The results of this study are important not simply because they contribute to the growing qualitative literature on post-HSCT survivorship but because it suggests that a single question may provide important insights into the experience of survival post HSCT. And this is important, because, unlike hour-long in-depth interviews, time could be found in the routine follow-up of HSCT survivors to ask them a question about how they are coping and what is of most concern to them. This study has some very clear limitations that caution against over-generalising the results to all HSCT survivors. Our analysis was based upon written responses to a single question about QoL, and we did not use other qualitative methods, such as in-depth interviews or ethnographic methods that would have undoubtedly provide a more nuanced account of the experience of survival post HSCT. But while other qualitative methodologies may have provided more detailed accounts of the experience of survivorship, the use of a single question prompt in this study to elicit qualitative descriptions of post-HSCT survivorship suggests other benefits. Firstly, our results suggest that asking a single, very specific question of HSCT survivors about their QoL may enrich and triangulate the quantitative description of survivorship provided by other psychometric measures of QoL commonly used in post-HSCT follow-up. And secondly, our results provide the possibility of translation, as unlike complex surveys or in-depth, unstructured interviews, regularly asking a patient to describe the main things that are having an adverse impact upon their QoL may be easily done, have clinical utility and have limited resource costs.

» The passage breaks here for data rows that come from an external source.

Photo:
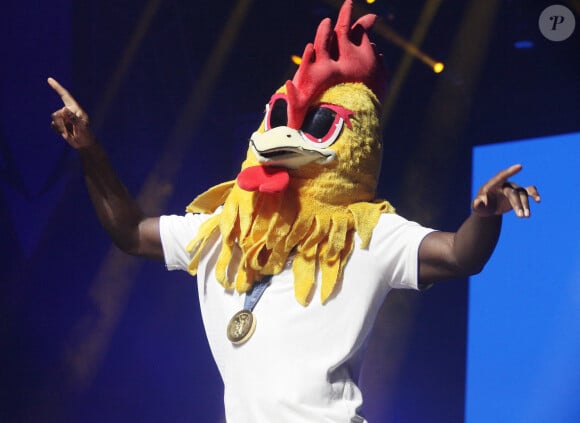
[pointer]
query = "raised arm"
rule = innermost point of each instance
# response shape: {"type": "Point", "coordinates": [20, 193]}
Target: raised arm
{"type": "Point", "coordinates": [116, 209]}
{"type": "Point", "coordinates": [446, 255]}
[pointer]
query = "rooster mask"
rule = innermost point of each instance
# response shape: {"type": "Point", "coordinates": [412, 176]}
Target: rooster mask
{"type": "Point", "coordinates": [308, 182]}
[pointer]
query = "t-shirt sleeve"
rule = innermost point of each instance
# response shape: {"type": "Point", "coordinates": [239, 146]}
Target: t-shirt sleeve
{"type": "Point", "coordinates": [175, 233]}
{"type": "Point", "coordinates": [395, 245]}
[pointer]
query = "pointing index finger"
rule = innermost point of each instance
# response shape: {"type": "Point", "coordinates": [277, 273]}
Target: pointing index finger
{"type": "Point", "coordinates": [504, 175]}
{"type": "Point", "coordinates": [67, 99]}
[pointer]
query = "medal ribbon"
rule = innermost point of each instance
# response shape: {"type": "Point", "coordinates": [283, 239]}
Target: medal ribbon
{"type": "Point", "coordinates": [253, 296]}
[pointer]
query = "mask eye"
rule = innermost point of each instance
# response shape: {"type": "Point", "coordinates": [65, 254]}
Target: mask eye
{"type": "Point", "coordinates": [276, 113]}
{"type": "Point", "coordinates": [322, 125]}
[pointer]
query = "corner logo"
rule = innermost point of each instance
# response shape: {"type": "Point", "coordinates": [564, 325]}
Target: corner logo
{"type": "Point", "coordinates": [557, 22]}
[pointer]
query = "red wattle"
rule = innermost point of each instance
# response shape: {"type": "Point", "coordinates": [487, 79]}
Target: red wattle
{"type": "Point", "coordinates": [270, 180]}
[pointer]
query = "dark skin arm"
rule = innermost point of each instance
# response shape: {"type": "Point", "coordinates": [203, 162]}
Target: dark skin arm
{"type": "Point", "coordinates": [119, 214]}
{"type": "Point", "coordinates": [447, 255]}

It is clear from the accounts provided by the respondents to this survey that while HSCT provides enormous benefits, it also is enormously challenging and may have a range of complex impacts upon the QoL of HSCT recipients and upon their experience of survivorship. While many will cope, and adapt, and continue to cherish the life they have, the vast majority will face challenges along the way. While better education of HSCT recipients may help the work that survivors need to do post HSCT, it is unlikely that it will ever be able to completely prepare HSCT recipients for what lies ahead. In these circumstances, what may be most important is for HSCT services to acknowledge and understand the pervasive impact of HSCT and offer reassurance that no matter what occurs, whether expected or unanticipated, they will always be available to provide care and support.